“I’m talking about – if this is a family-owned team – where is the [major-market approach]?” Boras said to the media in November (CSN, for example). “This is Chicago. You’re developing the infrastructure. But fans don’t come to see seats, grass, cement. They come to see players. They’ve done a great job in the draft and development and they’ve got a really good core of young players coming. But it’s just not what’s expected when you buy a major-market club.”
In December, Boras called the Cubs’ rebuild “an all-day sucker,” again pointing out that the Cubs are a big market team with big market revenues and aren’t spending. It was easy enough to say, however, that this was just an agent bein’ an agent, trying to put the pressure on a large market team to spend more money on (his) players.
Fast-forward to today, and here are some quotes from Scott Boras on the Toronto Blue Jays and their owner, Rogers Communications (per Ken Rosenthal):
“There is no one who has the asset base of Rogers,” Boras said. “It’s a premium city.
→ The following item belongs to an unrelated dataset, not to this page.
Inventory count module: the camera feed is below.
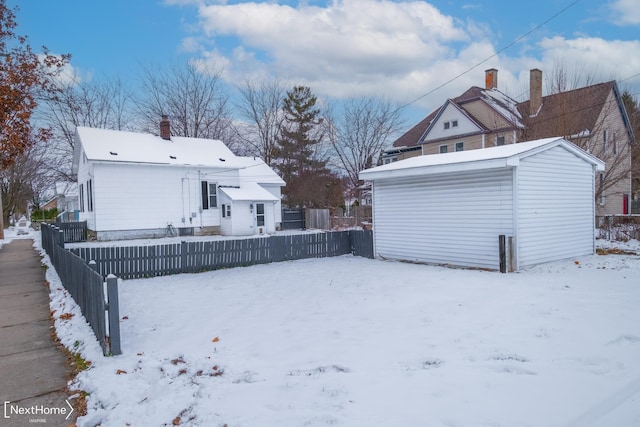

It’s a premium owner with equity. And it’s a very, very good team that with additional premium talent could become a contending team …. They’re a car with a huge engine that is impeded by a big corporate stop sign … a successful and committed ownership that needs to give their baseball people financial flexibility.”
So, not that you didn’t already know, but, like, this is just something Boras does. Maybe he’s right sometimes, and maybe he’s wrong sometimes. But this is his job, and he has a clear interest in getting teams to spend as much money as possible.
And if it means calling plays out of the same playbook on multiple ownership groups, then so be it.